259424 Variable Selection in Multivariate Modeling of Drug Product Formula and Process

Tuesday, October 30, 2012: 9:50 AM
Allegheny II (Westin )
Yong Cui1, Xiling Song2, King Chuang1, Cadapakam Venkatramani1, Sueanne Lee3, Gregory Gallegos4, Thirunellai Venkateshwaran5 and Minli Xie6, (1)Small Molecule Pharmaceutical Sciences, Genentech, Inc. , South San Francisco, CA, (2)Small Molecule Pharmaceutical Sciences, Genentech, Inc., South San Francisco, CA, (3)Samll Molecule Pharmaceutical Sciences, Genentech, Inc. , South San Francisco, CA, (4)Small Molecule Pharmaceutical Sciences, Genentech Inc., South San Francisco, CA, (5)Small Molecule Pharmaceutical Sciences, Genentech, Inc. , South san francisco, CA, (6)Small Molecule Pharmaceutical Sciences, Genentech, Inc. , south san francisco, CA

Multivariate data analysis methods such as partial least square (PLS) modeling have been increasingly applied to product development, particularly in the quality-by design paradigm.
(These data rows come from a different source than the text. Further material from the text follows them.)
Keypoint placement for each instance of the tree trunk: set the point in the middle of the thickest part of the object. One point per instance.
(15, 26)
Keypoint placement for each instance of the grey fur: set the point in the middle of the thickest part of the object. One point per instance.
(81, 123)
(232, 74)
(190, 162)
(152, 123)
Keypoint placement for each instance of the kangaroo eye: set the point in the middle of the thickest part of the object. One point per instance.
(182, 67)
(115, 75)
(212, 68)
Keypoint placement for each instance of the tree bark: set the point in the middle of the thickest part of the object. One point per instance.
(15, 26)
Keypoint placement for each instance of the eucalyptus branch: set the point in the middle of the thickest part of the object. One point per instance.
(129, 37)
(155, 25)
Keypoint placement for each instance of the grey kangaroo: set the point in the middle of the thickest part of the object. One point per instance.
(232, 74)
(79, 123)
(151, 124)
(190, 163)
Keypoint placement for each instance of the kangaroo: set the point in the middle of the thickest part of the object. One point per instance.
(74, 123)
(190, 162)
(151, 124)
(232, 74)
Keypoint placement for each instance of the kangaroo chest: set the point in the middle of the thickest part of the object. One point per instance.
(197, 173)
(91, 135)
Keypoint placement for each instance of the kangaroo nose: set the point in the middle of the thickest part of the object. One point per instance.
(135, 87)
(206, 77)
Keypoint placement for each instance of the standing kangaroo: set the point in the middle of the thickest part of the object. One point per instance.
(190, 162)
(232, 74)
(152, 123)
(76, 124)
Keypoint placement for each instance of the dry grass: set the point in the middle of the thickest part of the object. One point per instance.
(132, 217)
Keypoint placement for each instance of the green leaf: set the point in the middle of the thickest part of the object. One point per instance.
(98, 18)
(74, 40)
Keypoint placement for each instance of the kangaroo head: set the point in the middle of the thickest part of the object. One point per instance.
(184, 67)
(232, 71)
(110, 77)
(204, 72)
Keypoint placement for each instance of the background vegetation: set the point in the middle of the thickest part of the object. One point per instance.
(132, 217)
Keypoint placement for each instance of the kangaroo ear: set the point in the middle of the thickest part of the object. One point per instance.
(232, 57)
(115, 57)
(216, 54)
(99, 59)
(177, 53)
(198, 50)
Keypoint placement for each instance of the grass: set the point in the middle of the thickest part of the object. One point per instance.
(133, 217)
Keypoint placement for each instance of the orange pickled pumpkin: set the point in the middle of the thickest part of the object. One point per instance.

This study applied the PLS modeling to analyze a product development dataset combining a design of experiment study and historical batch data. Attention was paid in particular to the assessment of the importance of predictor variables, and subsequently the variable selection in the PLS modeling. The results indicate that in conducting PLS modeling irrelevant and collinear predictors could be extensively present in the initial model. Therefore, variable selection is an important step in the model optimization. The VIP and coefficient values can be employed to rank the importance of predictors and to help remove irrelevant predictors. To reduce collinear predictors, on the other hand, multiple rounds of PLS modeling on different combinations of predictors may be necessary. To this end, stepwise reduction of predictors based on their VIP/coefficient ranking was introduced and appeared to be an effective approach to identify and remove redundant collinear predictors.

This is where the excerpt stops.